Обняв ее на прощание, Филомен ушел: скоро уже должны были созывать полки на учения.
Поликсена грустно направилась домой – сейчас она не обгоняла своего атлета, а шла рядом, как товарищ с товарищем. И Ликандр примерился к ее походке и молчал всю дорогу, понимая чувства госпожи.
***
Спустя несколько дней после посещения казарм к Поликсене наведался гость – один из товарищей Филомена, Аристодем, который посещал их дом почти так же часто, как лучший друг ее брата, Тимей. Однако теперь, в отсутствие хозяина, это было весьма странно.
Поликсене случалось самой иметь дело с другими эллинскими семьями Мемфиса, продавая свою работу более зажиточным грекам. Но Аристодем был так же беден – и явно пришел по другому делу.
Поликсена оставила шитье, которым занималась в комнате у окна, и, накинув на голову и плечи гиматий, вышла навстречу гостю. Она улыбнулась, хотя ей стало не по себе… несмотря на то, что сегодня у нее в саду был Ликандр, который и впустил Аристодема.
Хозяйка заметила, окинув молодого эллина взглядом, что Аристодем нарядился тщательно, хотя ему, как и ей с братом, не из чего особенно было выбирать. Но на нем был новый белый хитон из тонкого льна и яркий алый гиматий – намного лучше того, что она сделала брату. На плече плащ был сколот серебряной фибулой.
Поликсене вдруг стало стыдно за свой не новый и не яркий наряд. Она посмотрела в глаза белокурому статному Аристодему: и ведь не замечала до сих пор, как он хорош собой…
- Что случилось, Аристодем? Какая-то радость?
- Видеть тебя – уже радость, - улыбаясь, ответил гость.
Он шагнул к ней, и Поликсена невольно отступила. Какое-то смущение, предчувствие сжали ей сердце.
- Ты позволишь войти? – спросил юноша.
Он был так близко, что Поликсена ощутила его жар и запах мирры, которой он надушился.

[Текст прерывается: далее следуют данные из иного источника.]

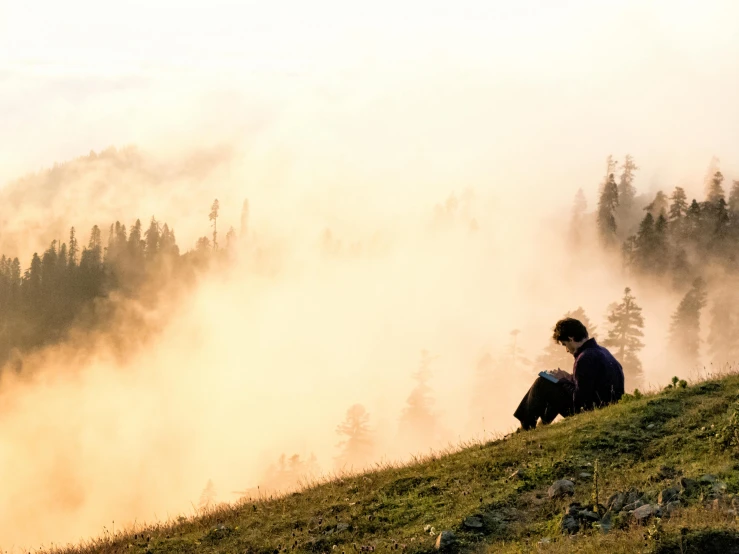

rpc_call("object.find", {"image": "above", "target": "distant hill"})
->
[0,146,231,260]
[39,374,739,554]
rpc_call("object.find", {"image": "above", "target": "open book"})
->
[539,371,559,383]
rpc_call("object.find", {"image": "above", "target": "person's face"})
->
[559,337,577,355]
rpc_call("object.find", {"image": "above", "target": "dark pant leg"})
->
[513,377,575,429]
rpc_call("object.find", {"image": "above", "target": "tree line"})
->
[0,200,248,371]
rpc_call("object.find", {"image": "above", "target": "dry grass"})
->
[10,368,739,554]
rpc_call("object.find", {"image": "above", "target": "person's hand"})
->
[549,368,572,381]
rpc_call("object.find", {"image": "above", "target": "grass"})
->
[26,375,739,554]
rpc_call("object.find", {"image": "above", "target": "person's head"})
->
[552,317,588,354]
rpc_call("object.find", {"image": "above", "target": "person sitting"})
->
[513,317,624,431]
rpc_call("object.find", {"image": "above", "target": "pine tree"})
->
[208,198,221,250]
[652,212,670,275]
[226,227,236,250]
[336,404,374,469]
[685,198,703,242]
[144,216,161,260]
[644,190,670,219]
[603,287,644,388]
[667,187,688,223]
[670,248,693,289]
[597,169,618,247]
[69,227,79,267]
[706,171,724,204]
[634,213,656,271]
[400,350,438,450]
[669,277,706,368]
[618,154,639,217]
[729,180,739,215]
[570,188,588,245]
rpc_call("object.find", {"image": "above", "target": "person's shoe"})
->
[519,421,536,431]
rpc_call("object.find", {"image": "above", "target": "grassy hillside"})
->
[47,375,739,554]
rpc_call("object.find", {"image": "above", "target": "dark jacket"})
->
[560,339,624,412]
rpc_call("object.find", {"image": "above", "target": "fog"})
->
[0,2,739,550]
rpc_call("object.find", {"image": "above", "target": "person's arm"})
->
[573,352,599,410]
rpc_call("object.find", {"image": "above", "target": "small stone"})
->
[508,469,526,479]
[712,481,726,493]
[464,516,483,529]
[560,514,580,535]
[547,479,575,498]
[665,500,680,516]
[578,510,600,522]
[623,499,645,512]
[435,530,457,551]
[606,492,626,512]
[680,477,699,495]
[600,510,613,534]
[632,504,662,523]
[657,487,680,504]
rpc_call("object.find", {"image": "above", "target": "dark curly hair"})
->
[552,317,588,342]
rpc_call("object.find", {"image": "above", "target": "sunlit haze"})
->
[0,0,739,552]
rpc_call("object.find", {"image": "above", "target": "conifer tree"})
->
[570,188,588,245]
[597,173,618,247]
[644,190,669,220]
[669,277,706,368]
[208,198,221,250]
[618,154,639,221]
[728,180,739,215]
[685,198,703,241]
[603,287,644,388]
[707,287,739,366]
[667,187,688,223]
[69,227,79,267]
[336,404,374,469]
[634,213,656,271]
[706,171,725,204]
[144,216,161,260]
[226,227,236,250]
[400,350,438,449]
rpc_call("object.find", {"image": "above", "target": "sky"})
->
[0,0,739,548]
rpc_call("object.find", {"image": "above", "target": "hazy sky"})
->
[0,0,739,201]
[0,0,739,546]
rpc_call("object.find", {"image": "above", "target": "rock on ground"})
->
[657,487,680,504]
[560,514,580,535]
[547,479,575,498]
[632,504,662,523]
[436,530,457,552]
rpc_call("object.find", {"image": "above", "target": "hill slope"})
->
[43,375,739,554]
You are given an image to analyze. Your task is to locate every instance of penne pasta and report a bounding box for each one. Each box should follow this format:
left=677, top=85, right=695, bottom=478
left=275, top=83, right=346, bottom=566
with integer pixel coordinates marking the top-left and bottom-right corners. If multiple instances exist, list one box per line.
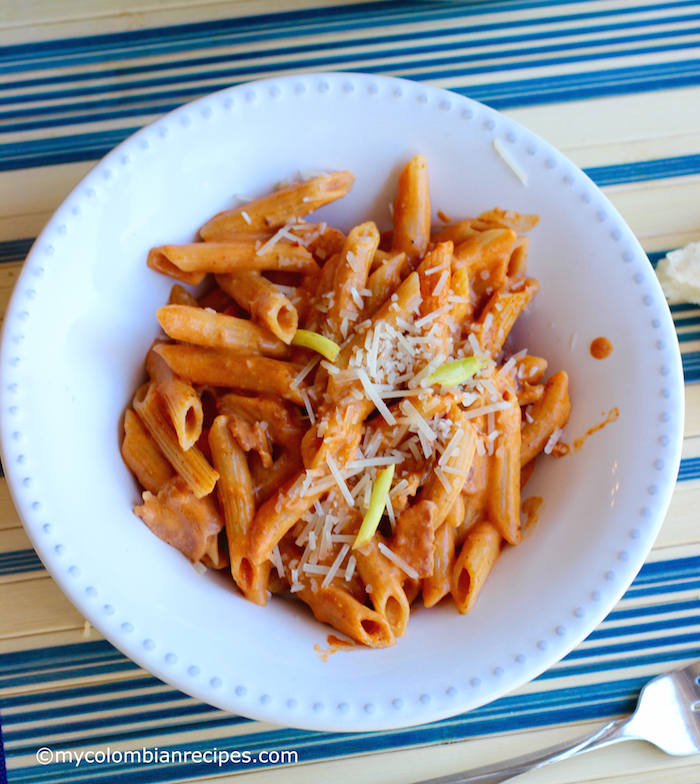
left=199, top=172, right=355, bottom=242
left=520, top=370, right=571, bottom=466
left=486, top=377, right=521, bottom=544
left=154, top=344, right=304, bottom=405
left=391, top=155, right=431, bottom=266
left=451, top=520, right=501, bottom=613
left=146, top=344, right=204, bottom=450
left=421, top=520, right=457, bottom=607
left=122, top=161, right=570, bottom=648
left=209, top=416, right=271, bottom=605
left=122, top=409, right=175, bottom=493
left=148, top=242, right=318, bottom=284
left=156, top=305, right=289, bottom=358
left=216, top=272, right=299, bottom=345
left=134, top=476, right=223, bottom=562
left=322, top=222, right=379, bottom=342
left=134, top=384, right=219, bottom=498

Покраснев, коринфянка кивнула и, повернувшись, прошла в свою комнату; Аристодем следовал за ней. По дороге Поликсена твердила себе, что ей нечего бояться: Аристодем старый друг Филомена и бывал у них часто… даже слишком часто.
Войдя, она пригласила гостя сесть на табурет.
Но вдруг Аристодем, к ее полнейшему изумлению и стыду, опустился перед ней на одно колено.
- Госпожа, я давно хотел говорить с тобой… я полюбил тебя и хочу сделать тебя моей женой.
Поликсена догадывалась, что Аристодем желает ухаживать за ней, но от такой прямоты и натиска ахнула и попятилась. Она бросила быстрый взгляд в окно, ища глазами Ликандра; и не увидела его.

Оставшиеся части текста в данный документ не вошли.